Vorratsdatenspeicherung verschoben
"Wir müssen es darauf ankommen lassen, dass die EU Österreich wegen Vertragsverletzung verwarnt", heißt aus dem Büro von Verkehrsminister Werner Faymann [SPÖ]. Bei 90 Stellungnahmen mit teils schweren Bedenken sei eine Behandlung der Vorratsdatenspeicherung im Parlament vor der Sommerpause nicht möglich.Es werde schwer bis unmöglich werden, das Gesetz zur Vorratsdatenspeicherung noch vor der Sommerpause umzusetzen, heißt es in einer Stellungnahme aus dem Büro Faymanns auf eine Anfrage.
Immerhin seien insgesamt 90 Stellungnahmen eingegangen, darunter solche mit schweren Bedenken gegen die Gesetzesänderung, ließ der Minister ausrichten.
Um welche Daten es geht
Bekanntlich verpflichtet die EU-Richtlinie [Data Retention] alle Mitgliedsstaaten, Verkehrsdaten aus Telefonienetzen und dem Internet mindestens ein halbes Jahr lang zu speichern.
Und zwar: Wer mit wem wann wo telefoniert, SMS oder E-Mails ausgetauscht hat, dazu müssen die temporär vergebenen dynamischen IP-Adressen ebenfalls gespeichert werden. Die Richtlinie ist dezidiert zur Bekämpfung schwerer Verbrechen, vor allem des Terrorismus, durch die EU-Gremien gegangen.
EU-Frist "geht sich nicht aus"
Mit der Nichtverabschiedung vor dem Sommer aber werde sich die von der EU gesetzte Frist 15. September ebenfalls nicht ausgehen. "Wir müssen es darauf ankommen lassen, dass die EU Österreich wegen Vertragsverletzung verwarnt", heißt es in der Stellungnahme des Verkehrsministeriums.
Österreich sei dabei in großer Gesellschaft, denn "auf Europa-Ebene gibt es sehr viele Staaten, die einen ähnlichen Status wie Österreich haben, was den Umsetzungstermin betrifft". Außerdem seien zwei Verfahren gegen die Richtlinie beim EU-Gerichtshof anhängig, deren Ausgang ungewiss sei.
"Keine Musterknaben"
Auf keinen Fall habe man vor, bei der Speicherung der Internet-Daten "den Musterknaben zu spielen", dieser Teil der Richtlinie werde zum Ende der ausgehandelten Übergangsfrist umgesetzt.
Während die Speicherpflicht für Verkehrsdaten aus Telefonienetzen mit 15. September 2007 in nationales Recht umgesetzt werden müssen, haben Österreich und eine ganze Reihe von anderen Staaten längere Übergangsfristen für Internet-Daten ausgehandelt.
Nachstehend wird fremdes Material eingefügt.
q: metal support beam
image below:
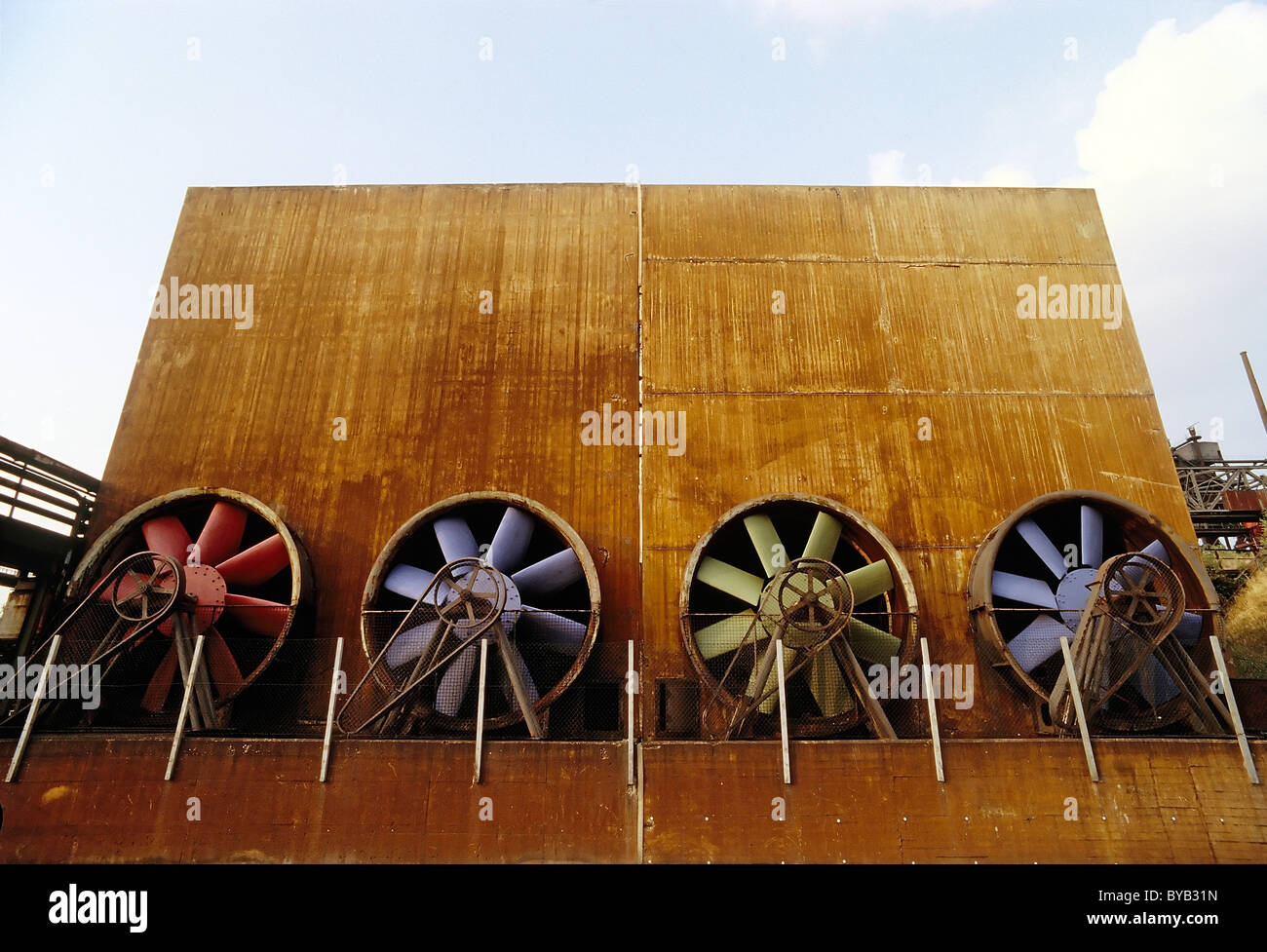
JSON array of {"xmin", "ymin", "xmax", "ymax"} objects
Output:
[
  {"xmin": 1210, "ymin": 634, "xmax": 1261, "ymax": 783},
  {"xmin": 4, "ymin": 634, "xmax": 62, "ymax": 783},
  {"xmin": 1060, "ymin": 635, "xmax": 1099, "ymax": 783},
  {"xmin": 318, "ymin": 638, "xmax": 343, "ymax": 783},
  {"xmin": 472, "ymin": 638, "xmax": 486, "ymax": 783},
  {"xmin": 164, "ymin": 634, "xmax": 207, "ymax": 780},
  {"xmin": 774, "ymin": 638, "xmax": 792, "ymax": 783},
  {"xmin": 920, "ymin": 638, "xmax": 946, "ymax": 783},
  {"xmin": 1241, "ymin": 351, "xmax": 1267, "ymax": 440}
]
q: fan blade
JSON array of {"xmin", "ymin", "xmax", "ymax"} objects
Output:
[
  {"xmin": 696, "ymin": 609, "xmax": 768, "ymax": 661},
  {"xmin": 1131, "ymin": 655, "xmax": 1179, "ymax": 707},
  {"xmin": 1017, "ymin": 519, "xmax": 1069, "ymax": 581},
  {"xmin": 435, "ymin": 515, "xmax": 479, "ymax": 562},
  {"xmin": 224, "ymin": 592, "xmax": 290, "ymax": 638},
  {"xmin": 1173, "ymin": 612, "xmax": 1205, "ymax": 648},
  {"xmin": 744, "ymin": 513, "xmax": 788, "ymax": 579},
  {"xmin": 801, "ymin": 513, "xmax": 844, "ymax": 562},
  {"xmin": 696, "ymin": 555, "xmax": 765, "ymax": 608},
  {"xmin": 502, "ymin": 635, "xmax": 541, "ymax": 710},
  {"xmin": 436, "ymin": 640, "xmax": 479, "ymax": 716},
  {"xmin": 140, "ymin": 642, "xmax": 178, "ymax": 714},
  {"xmin": 989, "ymin": 572, "xmax": 1069, "ymax": 610},
  {"xmin": 203, "ymin": 628, "xmax": 244, "ymax": 698},
  {"xmin": 1008, "ymin": 615, "xmax": 1072, "ymax": 673},
  {"xmin": 849, "ymin": 618, "xmax": 902, "ymax": 665},
  {"xmin": 1078, "ymin": 505, "xmax": 1105, "ymax": 568},
  {"xmin": 511, "ymin": 549, "xmax": 584, "ymax": 595},
  {"xmin": 97, "ymin": 558, "xmax": 153, "ymax": 601},
  {"xmin": 485, "ymin": 507, "xmax": 532, "ymax": 572},
  {"xmin": 198, "ymin": 503, "xmax": 248, "ymax": 564},
  {"xmin": 215, "ymin": 536, "xmax": 290, "ymax": 589},
  {"xmin": 810, "ymin": 649, "xmax": 854, "ymax": 718},
  {"xmin": 516, "ymin": 605, "xmax": 590, "ymax": 655},
  {"xmin": 748, "ymin": 644, "xmax": 795, "ymax": 714},
  {"xmin": 383, "ymin": 619, "xmax": 440, "ymax": 667},
  {"xmin": 140, "ymin": 515, "xmax": 194, "ymax": 564},
  {"xmin": 845, "ymin": 559, "xmax": 894, "ymax": 608},
  {"xmin": 383, "ymin": 562, "xmax": 451, "ymax": 605}
]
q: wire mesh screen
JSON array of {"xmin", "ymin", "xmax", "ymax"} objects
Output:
[{"xmin": 338, "ymin": 606, "xmax": 610, "ymax": 738}]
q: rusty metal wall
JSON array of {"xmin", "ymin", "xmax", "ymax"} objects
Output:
[
  {"xmin": 642, "ymin": 186, "xmax": 1195, "ymax": 736},
  {"xmin": 0, "ymin": 737, "xmax": 1267, "ymax": 863},
  {"xmin": 94, "ymin": 185, "xmax": 1192, "ymax": 736},
  {"xmin": 94, "ymin": 185, "xmax": 640, "ymax": 714}
]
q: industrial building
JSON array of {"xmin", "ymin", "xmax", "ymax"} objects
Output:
[{"xmin": 0, "ymin": 185, "xmax": 1267, "ymax": 862}]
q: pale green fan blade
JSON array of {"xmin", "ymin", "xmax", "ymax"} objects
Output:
[
  {"xmin": 810, "ymin": 646, "xmax": 854, "ymax": 718},
  {"xmin": 748, "ymin": 644, "xmax": 795, "ymax": 714},
  {"xmin": 802, "ymin": 513, "xmax": 843, "ymax": 562},
  {"xmin": 849, "ymin": 618, "xmax": 902, "ymax": 665},
  {"xmin": 696, "ymin": 555, "xmax": 765, "ymax": 608},
  {"xmin": 696, "ymin": 609, "xmax": 767, "ymax": 661},
  {"xmin": 845, "ymin": 559, "xmax": 894, "ymax": 605},
  {"xmin": 744, "ymin": 513, "xmax": 788, "ymax": 579}
]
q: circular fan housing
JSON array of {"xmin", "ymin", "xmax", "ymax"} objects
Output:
[
  {"xmin": 680, "ymin": 494, "xmax": 917, "ymax": 737},
  {"xmin": 354, "ymin": 492, "xmax": 600, "ymax": 733},
  {"xmin": 968, "ymin": 490, "xmax": 1221, "ymax": 732},
  {"xmin": 60, "ymin": 487, "xmax": 312, "ymax": 715}
]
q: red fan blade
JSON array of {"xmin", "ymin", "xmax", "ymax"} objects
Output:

Hier zu Lande läuft die Frist bis Frühjahr 2008.
Anwälte, Ärzte, Journalisten
Des weiteren verhandle man mit dem Büro von Justizministerin Maria Berger [SPÖ], denn die "einzige saubere Lösung" sei es, wenn die Strafprozessordnung das Fundament des Zugriffs auf die Vorratsdaten bilde.
Das heißt: Ab welchem Strafausmaß auf die Daten zugegriffen werden dürfe, solle nicht im Telekom-Gesetz stehen, sondern in der Strafprozessordnung [StPO], ebenso die Fristen. Nur so seien die von betroffenen Berufsgruppen geforderten Schutzbestimmungen für Anwälte, Ärzte, Journalisten gegeben, denn die stünden bereits in der StPO, ließ Faymann ausrichten.
Was den Umfang der Richtlinie betreffe, so bleibe es beim geforderten Minimum: ein halbes Jahr.
"Wirtschaftsfeindlich"
Hans-Jürgen Pollirer, Obmann der Bundessparte Information und Consulting in der Wirtschaftskammer [WKÖ], hatte sich nachdrücklich gegen Forderungen nach einer Fristverlängerung der Vorratsdatenspeicherung ausgesprochen.
Die erfreuliche Entwicklung des österreichischen Informations- und Kommunikationssektors dürfe nicht durch weitere wirtschaftsfeindliche Maßnahmen belastet werden.
Interessenverbände
Die Interessenverbände der Unterhaltungsindustrie treten dagegen massiv für eine Verlängerung der Datenspeicherfrist und eine Senkung der rechtlichen Schwellen für den Datenzugriff ein.
So sollen auch Verstöße privater Einzelpersonen gegen das Urheberrecht durch schnellen Zugriff auf die zur Terrorbekämpfung gespeicherten Vorratsdaten verfolgt werden können.